Dalam pola keempat, moral tampak sebagai di luar politik. Dimensi moral
menjadi semacam penilaian yang diungkapkan dari luar, sebagai ungkapan dari
suatu kewibawaan tertentu. Tetapi, kewibawaan ini bukan merupakan kekuatan
yang efektif, karena tidak memiliki organ atau jalur langsung untuk menentukan
hukum. Pola hubungan ini mirip dengan posisi kenabian. Nabi dimengerti sebagai
orang yang mengetahui apa yang akan terjadi dan apa yang sedang berlangsung,
tetapi tidak bisa berbuat apa-apa karena ada di luar permainan politik. Tetapi, nabi
memiliki kewibawaan tertentu. Dalam perspektif ini, hubungan antara moral dan
hukum atau politik biasanya bersifat konfliktual. Dalam rezim ini ada pemisahan
antara masalah agama dan masalah politik.

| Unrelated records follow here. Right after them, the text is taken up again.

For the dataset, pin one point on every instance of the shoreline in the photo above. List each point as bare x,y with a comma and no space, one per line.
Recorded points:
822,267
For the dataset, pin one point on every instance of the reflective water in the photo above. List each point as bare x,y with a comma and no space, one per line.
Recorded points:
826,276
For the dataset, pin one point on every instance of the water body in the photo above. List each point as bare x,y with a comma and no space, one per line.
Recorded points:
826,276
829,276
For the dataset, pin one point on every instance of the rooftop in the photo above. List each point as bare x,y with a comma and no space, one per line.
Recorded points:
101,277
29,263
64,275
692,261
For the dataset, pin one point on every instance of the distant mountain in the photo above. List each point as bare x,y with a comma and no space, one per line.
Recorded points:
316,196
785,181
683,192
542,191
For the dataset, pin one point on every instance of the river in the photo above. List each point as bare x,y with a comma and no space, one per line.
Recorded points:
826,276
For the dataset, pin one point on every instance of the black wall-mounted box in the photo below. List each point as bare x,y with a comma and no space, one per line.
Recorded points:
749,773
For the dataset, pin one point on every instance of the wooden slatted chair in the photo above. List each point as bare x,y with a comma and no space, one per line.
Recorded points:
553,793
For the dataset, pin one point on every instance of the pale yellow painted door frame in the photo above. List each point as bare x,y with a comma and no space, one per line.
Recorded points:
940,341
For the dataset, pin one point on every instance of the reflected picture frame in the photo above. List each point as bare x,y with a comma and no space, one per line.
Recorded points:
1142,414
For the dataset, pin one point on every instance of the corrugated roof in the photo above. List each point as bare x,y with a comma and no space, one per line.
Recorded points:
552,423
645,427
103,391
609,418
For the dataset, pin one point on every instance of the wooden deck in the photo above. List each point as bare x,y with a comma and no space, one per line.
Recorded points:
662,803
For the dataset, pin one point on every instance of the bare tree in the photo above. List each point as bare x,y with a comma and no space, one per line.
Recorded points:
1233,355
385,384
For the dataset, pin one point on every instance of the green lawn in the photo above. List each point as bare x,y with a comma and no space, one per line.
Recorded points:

Dalam pola kelima, politik dikaitkan dengan campur tangan suatu kekuatan
dalam sejarah. Kekuatan ini adalah tindakan kolektif yang berhasil melandaskan diri
pada mesin institusional. Moral dianggap sebagai salah satu dimensi sejarah, sebagai
etika konkret bukan hanya bentuk dari tindakan. Dengan demikian moral berbagi
lahan dengan politik. Di satu pihak, moral hanya bisa dipahami melalui praktik
politik. Melalui politik itu moral menjadi efektif: melalui hukum, lembaga-lembaga
negara, upaya-upaya dalam masalah kesejahteraan umum. Tetapi, moral tetap tidak
bisa direduksi ke dalam politik. Di lain pihak, politik mengakali moral. Sampai pada
titik tertentu, politik (dalam arti ambil bagian dalam permainan kekuatan) hanya
mempermainkan moral karena politik hanya menggunakan moral untuk
mendapatkan legitimasi dari masyarakat.
Jika hal ini ditiadakan, maka akan menegaskan tulisan Harold Rothwax
dalam buku Guilty- The Collapse of the Criminal Justice System bahwa
masyarakat modern tidak lagi mencari keadilan tetapi mencari kemenangan
dengan segala cara. Setidaknya hal demikian dapat terbaca dalam kasus Prita
yang menjadi tersangka pencemaran nama baik Omni International Hospital
Alam Sutera Tangerang. Prita dituduh setelah menulis keluhan pelayanan rumah
sakit itu terhadap dirinya melalui internet.
BAB III
KESIMPULAN
Hukum dan moral sama-sama berkaitan dengan tingkah laku manusia agar
selalu baik, namun positivisme hukum yang murni justru tidak memberikan kepastian
hukum.
Tanpa moral, hukum tidak mengikat secara nalar karena moral mengutamakan
pemahaman dan kesadaran subjek dalam mematuhi hukum. Hal ini sebagaimana
diungkapkan K Bertens bahwa quid leges sine moribus yang memiliki arti apa gunanya
undang-undang kalau tidak disertai moralitas.